当ブログは、いつもわりと深いテーマについての記事が多いですので、今回と次回においては、相続が全く分からない方向けに基本的な知識をQ&A方式で解説致します。他の記事を読まれる前に、是非ご一読下さい。

Q1: 相続とは何ですか。

A: 相続とは、人が死亡した際に、その人が有していた権利や義務を特定の人(相続人)が引き継ぐことを言います。

(解説)
権利だけではなく義務(借金)も引き継いでしまうことに注意が必要です。うっかり借金等の負の遺産を引き継いでしまい、ご自身が借金取りに追われることになりかねません。

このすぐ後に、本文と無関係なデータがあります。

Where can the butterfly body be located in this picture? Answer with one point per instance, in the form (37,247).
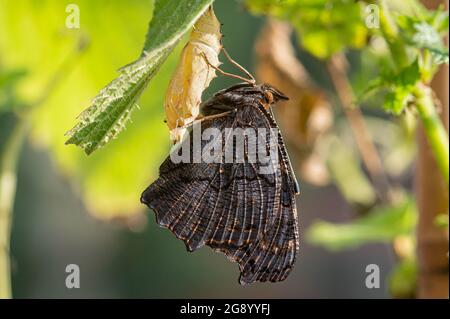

Q2: 相続はいつ発生するのですか。相続するのに何か手続は必要ですか。

A: 相続は、何らの手続きもなく、人の死亡により自動的に発生します。

(解説)
相続のご相談を受けていると、多くの人が意外な程このことをご存じありません。「父は死んだが、相続はしていないです。」というような発言をよく耳にします。おそらく、相続と、相続後に共同相続人間で行われる遺産分割のことを混同しているのではないか思うのですが、相続は、人の死亡により自動的に発生してしまうので、「被相続人である父が死亡したのに相続は発生していない。」ということはあり得ません。

Q3: 遺言書はありません。誰がどのくらい相続するのですか。

A: 遺言書がない場合、法定相続人毎にどれだけの遺産を相続するかを民法が定めているので(このことを法定相続分と言います。)、それに従って相続分が決められることになります。

(解説)
具体的には、以下の図のようになっています。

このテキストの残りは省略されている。